The Central Bank has advised borrowers not to disclose personal or financial details over the phone to unverified callers amid concerns that banks are using blocked numbers to ring customers who are in arrears.
“No consumer should disclose their personal or financial details over the phone or in response to correspondence unless they are satisfied as to the legitimacy of the call,” said a spokeswoman.
“The Central Bank’s Consumer Protection Code requires representatives of regulated entities, when making telephone contact, to immediately identify their name, the name of the regulated entity, and the purpose of the contact.”
The warning comes after an Ulster Bank customer complained that she received calls from blocked numbers advising her a mortgage payment had been missed.
“I got the call out of the blue from a blocked number,” said Bridget, who lives in Cork but did not wish to disclose her full name. “The caller said he was from Ulster Bank but I couldn’t be sure. I thought it was from a call centre because I had no way of being sure who was on the other end of the line.”
Bridget received another call, again purporting to come from Ulster Bank, but refused to give out personal details. The next day, her husband took a similar call so Bridget contacted her own bank over the matter.
“It was my own bank’s mistake and the manager there contacted Ulster Bank on my behalf to assure them that there was enough in my account to cover the mortgage,” Bridget said.
The bank manager was told there was nothing that could be done and that Bridget would have to make the payment over the phone by debit or credit card.
“I have the mortgage for 20 years, with five years to go, and I never missed a payment before.
“A third caller — again from a blocked number — insisted that I had to pay over the phone or I would be in arrears and my credit rating could be affected.
“I rang Ulster Bank to make sure I was, at least, dealing with them and I made the payment by phone, under protest. It was a very stressful situation for me, very intimidating.”
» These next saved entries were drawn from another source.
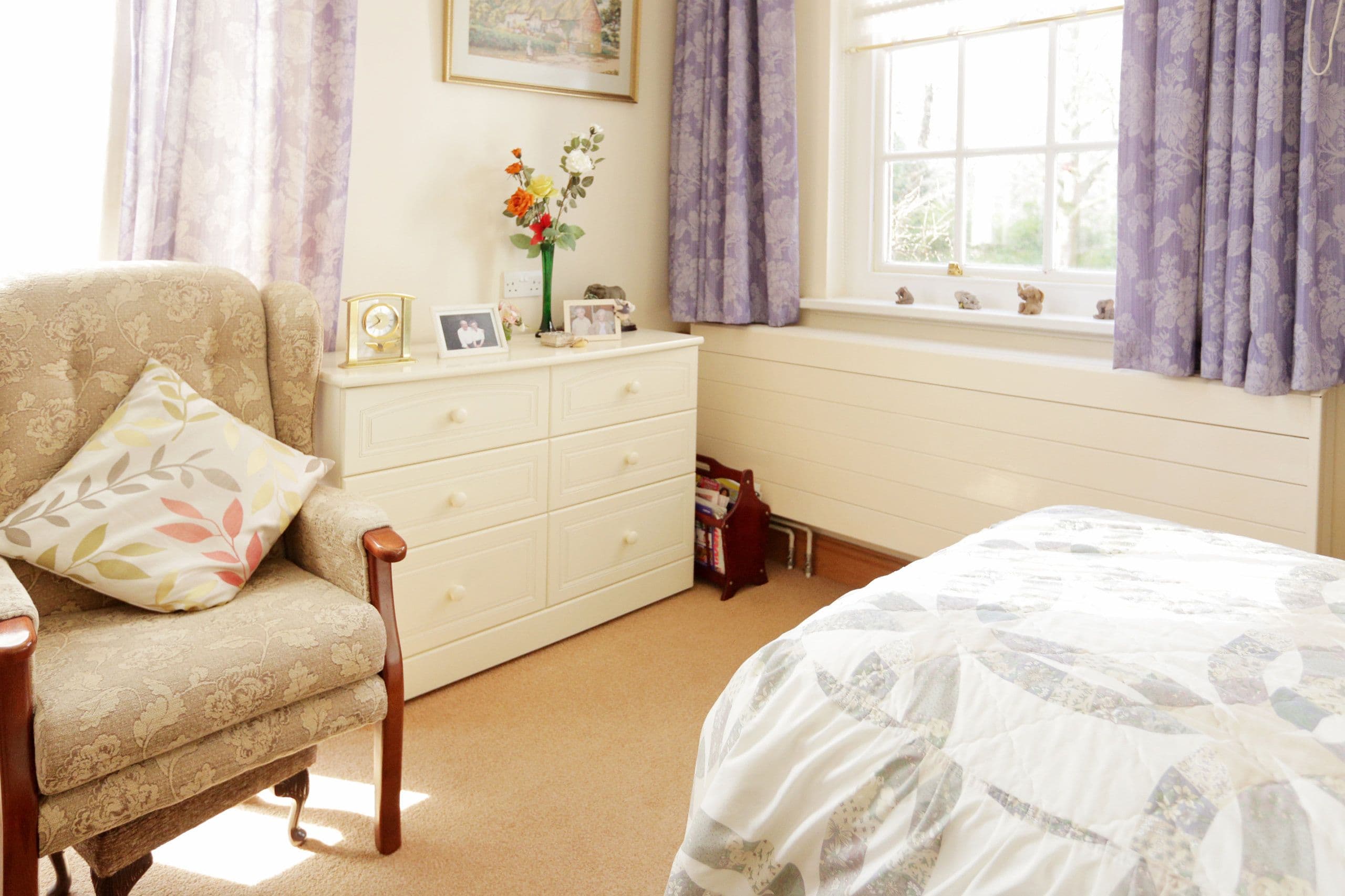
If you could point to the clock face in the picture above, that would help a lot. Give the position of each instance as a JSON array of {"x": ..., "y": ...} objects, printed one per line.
[{"x": 380, "y": 320}]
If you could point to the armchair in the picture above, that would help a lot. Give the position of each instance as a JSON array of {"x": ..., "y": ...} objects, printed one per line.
[{"x": 121, "y": 728}]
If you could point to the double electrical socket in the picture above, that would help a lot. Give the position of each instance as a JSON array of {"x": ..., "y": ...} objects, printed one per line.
[{"x": 521, "y": 284}]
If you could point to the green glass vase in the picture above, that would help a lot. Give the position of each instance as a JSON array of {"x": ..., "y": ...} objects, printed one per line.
[{"x": 548, "y": 262}]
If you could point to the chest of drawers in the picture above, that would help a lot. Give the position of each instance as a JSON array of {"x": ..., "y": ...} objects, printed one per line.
[{"x": 541, "y": 493}]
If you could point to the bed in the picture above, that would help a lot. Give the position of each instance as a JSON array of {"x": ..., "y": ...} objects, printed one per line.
[{"x": 1072, "y": 701}]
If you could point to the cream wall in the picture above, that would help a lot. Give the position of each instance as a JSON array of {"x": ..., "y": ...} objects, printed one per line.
[
  {"x": 428, "y": 183},
  {"x": 815, "y": 80}
]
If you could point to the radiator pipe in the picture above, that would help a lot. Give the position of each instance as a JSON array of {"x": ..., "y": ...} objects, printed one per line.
[{"x": 808, "y": 554}]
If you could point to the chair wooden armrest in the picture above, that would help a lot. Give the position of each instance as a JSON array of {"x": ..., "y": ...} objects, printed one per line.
[{"x": 18, "y": 766}]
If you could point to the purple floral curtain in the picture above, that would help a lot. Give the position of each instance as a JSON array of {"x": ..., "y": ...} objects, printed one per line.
[
  {"x": 1233, "y": 195},
  {"x": 733, "y": 222},
  {"x": 239, "y": 142}
]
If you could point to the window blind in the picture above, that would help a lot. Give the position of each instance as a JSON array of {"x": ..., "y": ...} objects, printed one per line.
[{"x": 875, "y": 23}]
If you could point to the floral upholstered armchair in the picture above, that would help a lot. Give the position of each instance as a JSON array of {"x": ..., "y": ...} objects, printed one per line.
[{"x": 121, "y": 728}]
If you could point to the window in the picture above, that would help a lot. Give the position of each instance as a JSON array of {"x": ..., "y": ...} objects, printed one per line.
[
  {"x": 998, "y": 151},
  {"x": 65, "y": 69}
]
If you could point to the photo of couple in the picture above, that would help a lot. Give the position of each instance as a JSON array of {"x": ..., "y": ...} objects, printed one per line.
[
  {"x": 469, "y": 331},
  {"x": 592, "y": 319}
]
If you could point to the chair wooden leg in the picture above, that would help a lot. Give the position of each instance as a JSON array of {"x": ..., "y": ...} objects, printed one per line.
[
  {"x": 120, "y": 883},
  {"x": 388, "y": 780},
  {"x": 384, "y": 548},
  {"x": 18, "y": 772},
  {"x": 63, "y": 885},
  {"x": 295, "y": 787}
]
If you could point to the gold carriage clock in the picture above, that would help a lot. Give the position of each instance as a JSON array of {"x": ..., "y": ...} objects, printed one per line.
[{"x": 378, "y": 330}]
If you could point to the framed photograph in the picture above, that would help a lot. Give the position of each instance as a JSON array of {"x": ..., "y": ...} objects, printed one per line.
[
  {"x": 592, "y": 319},
  {"x": 576, "y": 47},
  {"x": 469, "y": 330}
]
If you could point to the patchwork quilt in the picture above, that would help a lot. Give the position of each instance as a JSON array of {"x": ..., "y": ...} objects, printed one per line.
[{"x": 1074, "y": 701}]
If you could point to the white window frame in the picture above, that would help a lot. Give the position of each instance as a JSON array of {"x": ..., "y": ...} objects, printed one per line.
[{"x": 868, "y": 159}]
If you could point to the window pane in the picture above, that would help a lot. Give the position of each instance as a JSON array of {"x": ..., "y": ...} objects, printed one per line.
[
  {"x": 920, "y": 216},
  {"x": 1086, "y": 210},
  {"x": 1004, "y": 200},
  {"x": 925, "y": 97},
  {"x": 1089, "y": 80},
  {"x": 1007, "y": 89}
]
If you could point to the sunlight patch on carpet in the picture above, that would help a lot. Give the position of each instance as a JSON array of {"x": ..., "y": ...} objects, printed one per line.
[{"x": 243, "y": 845}]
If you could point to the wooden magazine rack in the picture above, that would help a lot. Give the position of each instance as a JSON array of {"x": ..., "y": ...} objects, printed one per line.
[{"x": 743, "y": 532}]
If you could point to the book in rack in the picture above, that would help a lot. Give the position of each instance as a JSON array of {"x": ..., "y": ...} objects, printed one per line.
[{"x": 731, "y": 528}]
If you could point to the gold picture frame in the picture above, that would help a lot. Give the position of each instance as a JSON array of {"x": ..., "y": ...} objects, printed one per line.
[{"x": 500, "y": 66}]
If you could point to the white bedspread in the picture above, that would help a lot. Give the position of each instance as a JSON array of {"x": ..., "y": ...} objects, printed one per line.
[{"x": 1074, "y": 701}]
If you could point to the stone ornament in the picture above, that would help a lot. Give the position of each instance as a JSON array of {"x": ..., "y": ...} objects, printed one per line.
[
  {"x": 1032, "y": 299},
  {"x": 625, "y": 307},
  {"x": 967, "y": 300}
]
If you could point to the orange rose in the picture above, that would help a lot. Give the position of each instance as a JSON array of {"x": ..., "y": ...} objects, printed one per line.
[{"x": 520, "y": 204}]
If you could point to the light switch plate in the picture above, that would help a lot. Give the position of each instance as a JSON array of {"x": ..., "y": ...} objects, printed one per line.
[{"x": 520, "y": 284}]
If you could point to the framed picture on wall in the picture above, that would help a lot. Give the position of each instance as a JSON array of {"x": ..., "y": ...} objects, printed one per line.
[
  {"x": 592, "y": 319},
  {"x": 576, "y": 47},
  {"x": 469, "y": 330}
]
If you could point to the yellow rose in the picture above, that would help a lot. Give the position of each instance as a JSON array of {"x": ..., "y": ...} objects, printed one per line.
[{"x": 542, "y": 187}]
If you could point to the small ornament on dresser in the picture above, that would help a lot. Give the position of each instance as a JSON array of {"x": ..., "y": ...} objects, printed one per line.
[
  {"x": 625, "y": 307},
  {"x": 1032, "y": 299},
  {"x": 512, "y": 319}
]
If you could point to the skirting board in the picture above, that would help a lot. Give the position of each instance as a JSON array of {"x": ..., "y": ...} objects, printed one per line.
[
  {"x": 469, "y": 655},
  {"x": 834, "y": 559}
]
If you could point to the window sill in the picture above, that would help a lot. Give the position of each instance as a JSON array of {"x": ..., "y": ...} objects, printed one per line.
[{"x": 1001, "y": 319}]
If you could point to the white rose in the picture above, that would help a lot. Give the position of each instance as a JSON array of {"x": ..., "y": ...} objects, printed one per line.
[{"x": 579, "y": 162}]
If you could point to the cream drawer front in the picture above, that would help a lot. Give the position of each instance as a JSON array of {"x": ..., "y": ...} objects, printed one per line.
[
  {"x": 444, "y": 498},
  {"x": 604, "y": 462},
  {"x": 585, "y": 396},
  {"x": 604, "y": 541},
  {"x": 459, "y": 587},
  {"x": 408, "y": 423}
]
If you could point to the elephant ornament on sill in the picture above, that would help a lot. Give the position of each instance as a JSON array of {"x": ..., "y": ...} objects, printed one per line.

While a spokeswoman for Ulster Bank said it was policy not to discuss individual cases, she confirmed its customer support services do ring customers from a blocked number if problems arise.
“The main reason is to check that everything is OK. We call the customer from a blocked number to protect them. They may be with someone who could see the number. We look for verification from the person, but it is only one question, for example, their date of birth, but we do not ask for anything to do with bank details. We do not ask for specific details of anyone’s personal financial affairs.”